29/04/2026
Beltane marks a surge point in the wheel of the year where fertility, fire, and life force rise to the surface. This isn’t passive seasonal change, it’s active expansion, and in traditional practice, it’s something you engage with directly. Fire is the core.
Light a flame, a candle, or a bonfire if possible. This represents ignition, not just warmth. Beltane fire is used to activate intention, to bring something out of dormancy and into motion. Pass your hands through the smoke, step over the flame (safely), or sit in its presence with clear focus. This is not symbolic, it’s alignment with increase.

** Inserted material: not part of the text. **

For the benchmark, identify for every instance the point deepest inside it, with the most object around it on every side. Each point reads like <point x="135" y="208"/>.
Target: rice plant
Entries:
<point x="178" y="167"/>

Work with the land. Fresh flowers, hawthorn, rowan, greenery, these are not decoration. They mark growth, life, and protection. Place them at thresholds, windows, and entrances to draw in expansion while holding your boundary. Beltane is fertile, but it is not selective. You decide what is allowed to grow in your space.
Create a focal point.
A small altar, a candle surrounded by greenery, or even a simple natural setup. This acts as your working centre. Beltane energy is active and scattered without direction, it disperses. You need a point to hold it.
Set one clear intention.
Not multiple. Not vague. Something you want to grow physically, mentally, or energetically. Speak it, hold it, and return to it throughout the night. Repetition builds it.
Beltane sits between seasons, and that creates openness. If you work with offerings, leave something small in nature herbs, food, or drink as exchange. Not as a request, but as balance.
Close your space.
This is where most fail. After working with fire and increase, you don’t leave everything open. Extinguish the flame with intention, clear your space, and ground yourself. What you activated needs direction, not constant exposure.
Beltane is not just about celebrating life. It’s about choosing what grows, while everything else is trying to do the same.